2019-11-23T10:49:56Z service/web/d8f51d26-20bc-42a1-941a-f8ec8c0666f3 10:49:56 web.1     | E, [2019-11-23T10:49:56.994244 #40] ERROR -- ddtrace: [ddtrace] (/app/vendor/bundle/ruby/2.5.0/gems/ddtrace-0.28.0/lib/ddtrace/transport/http/client.rb:46:in `rescue in send_request') Internal error during HTTP transport request. Cause: Failed to open TCP connection to 172.17.0.1:8126 (Connection refused - connect(2) for "172.17.0.1" port 8126) Location: /usr/local/lib/ruby/2.5.0/net/http.rb:939:in `rescue in block in connect'
2019-11-23T10:50:03Z service/web/d8f51d26-20bc-42a1-941a-f8ec8c0666f3 10:50:03 web.1     | E, [2019-11-23T10:50:03.531876 #70] ERROR -- ddtrace: [ddtrace] (/app/vendor/bundle/ruby/2.5.0/gems/ddtrace-0.28.0/lib/ddtrace/transport/http/client.rb:46:in `rescue in send_request') Internal error during HTTP transport request. Cause: Failed to open TCP connection to 172.17.0.1:8126 (Connection refused - connect(2) for "172.17.0.1" port 8126) Location: /usr/local/lib/ruby/2.5.0/net/http.rb:939:in `rescue in block in connect'
2019-11-23T10:50:13Z service/web/d8f51d26-20bc-42a1-941a-f8ec8c0666f3 10:50:13 web.1     | E, [2019-11-23T10:50:13.757915 #55] ERROR -- ddtrace: [ddtrace] (/app/vendor/bundle/ruby/2.5.0/gems/ddtrace-0.28.0/lib/ddtrace/transport/http/client.rb:46:in `rescue in send_request') Internal error during HTTP transport request. Cause: Failed to open TCP connection to 172.17.0.1:8126 (Connection refused - connect(2) for "172.17.0.1" port 8126) Location: /usr/local/lib/ruby/2.5.0/net/http.rb:939:in `rescue in block in connect'

EDIT: Actually I don’t this is related. This web container was successfully serving web requests before and after these log messages, so the errors didn’t indicate a crash.
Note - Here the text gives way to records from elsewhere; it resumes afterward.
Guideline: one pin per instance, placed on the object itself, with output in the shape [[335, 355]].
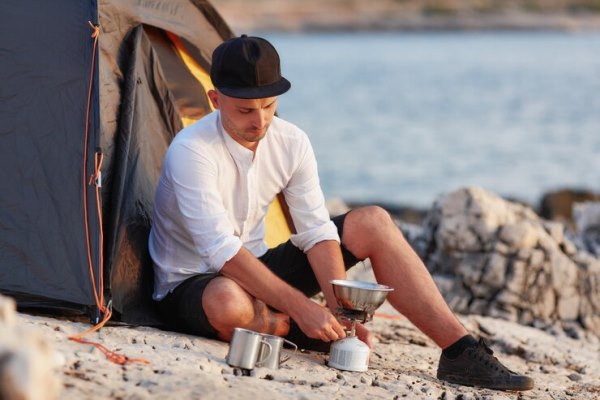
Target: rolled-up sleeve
[[194, 178], [306, 202]]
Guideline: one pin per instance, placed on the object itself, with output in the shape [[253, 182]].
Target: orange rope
[[388, 316], [96, 180]]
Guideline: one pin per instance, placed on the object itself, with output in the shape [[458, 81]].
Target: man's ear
[[214, 98]]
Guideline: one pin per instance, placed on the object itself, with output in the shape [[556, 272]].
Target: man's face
[[245, 120]]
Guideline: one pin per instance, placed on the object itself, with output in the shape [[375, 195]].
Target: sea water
[[406, 117]]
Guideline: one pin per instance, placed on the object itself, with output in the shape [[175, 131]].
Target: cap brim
[[259, 92]]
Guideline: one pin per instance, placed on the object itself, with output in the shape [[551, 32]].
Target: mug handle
[[262, 360], [285, 358]]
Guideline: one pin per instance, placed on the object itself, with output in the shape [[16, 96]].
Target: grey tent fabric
[[44, 70], [141, 89]]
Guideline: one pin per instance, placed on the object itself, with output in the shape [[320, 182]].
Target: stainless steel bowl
[[359, 295]]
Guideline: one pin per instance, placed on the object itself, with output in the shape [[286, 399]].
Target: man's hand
[[365, 335], [317, 322]]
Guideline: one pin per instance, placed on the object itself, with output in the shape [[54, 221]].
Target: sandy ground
[[403, 365]]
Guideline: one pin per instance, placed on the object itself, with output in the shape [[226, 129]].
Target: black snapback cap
[[247, 67]]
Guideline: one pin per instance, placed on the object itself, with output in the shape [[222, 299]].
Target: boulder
[[505, 261]]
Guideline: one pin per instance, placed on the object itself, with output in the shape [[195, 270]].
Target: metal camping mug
[[272, 355], [244, 348]]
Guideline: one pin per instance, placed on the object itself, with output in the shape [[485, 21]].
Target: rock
[[558, 205], [8, 309], [27, 360], [587, 224], [507, 262]]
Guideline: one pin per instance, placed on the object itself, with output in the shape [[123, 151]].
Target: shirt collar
[[237, 151]]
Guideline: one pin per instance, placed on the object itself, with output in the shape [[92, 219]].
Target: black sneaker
[[476, 366], [303, 342]]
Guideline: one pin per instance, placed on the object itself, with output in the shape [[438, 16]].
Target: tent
[[92, 93]]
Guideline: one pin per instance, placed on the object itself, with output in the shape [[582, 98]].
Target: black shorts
[[182, 308]]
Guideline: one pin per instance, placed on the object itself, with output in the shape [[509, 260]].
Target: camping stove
[[358, 302]]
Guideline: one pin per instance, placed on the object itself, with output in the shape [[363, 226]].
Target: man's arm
[[248, 272]]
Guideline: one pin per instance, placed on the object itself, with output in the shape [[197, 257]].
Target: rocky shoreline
[[387, 15], [522, 283]]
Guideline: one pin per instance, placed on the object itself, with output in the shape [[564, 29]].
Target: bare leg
[[228, 306], [370, 232]]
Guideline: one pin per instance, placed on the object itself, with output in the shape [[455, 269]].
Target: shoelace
[[486, 355]]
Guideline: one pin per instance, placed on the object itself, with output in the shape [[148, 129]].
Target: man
[[213, 270]]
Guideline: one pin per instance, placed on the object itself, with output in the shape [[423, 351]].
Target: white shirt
[[213, 195]]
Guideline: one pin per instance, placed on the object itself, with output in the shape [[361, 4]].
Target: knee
[[366, 228], [372, 220], [226, 305]]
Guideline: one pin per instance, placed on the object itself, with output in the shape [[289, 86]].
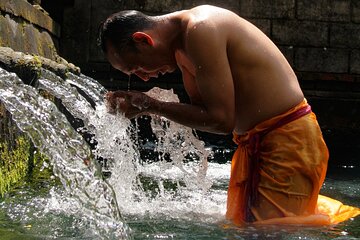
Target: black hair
[[119, 27]]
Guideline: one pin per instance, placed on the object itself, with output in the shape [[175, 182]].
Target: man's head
[[131, 43], [119, 28]]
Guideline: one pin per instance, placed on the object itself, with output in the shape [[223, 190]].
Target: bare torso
[[253, 75]]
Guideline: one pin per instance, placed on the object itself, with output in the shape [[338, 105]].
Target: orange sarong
[[277, 172]]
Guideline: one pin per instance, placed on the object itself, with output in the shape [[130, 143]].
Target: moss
[[14, 162]]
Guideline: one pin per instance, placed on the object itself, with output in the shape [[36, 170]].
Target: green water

Argh this happened again, and the rack caused some more downtime when I was updating my main production region.

The worker containers completed the rolling deploy with no problem, but the web containers did not get started on the new instances. All web containers had been killed once the old EC2 instances were drained and shut down. Then after the rack update finished, ECS started 3 new web containers at the same time.

It would be great if this could be fixed so that I can avoid downtime during a rack update.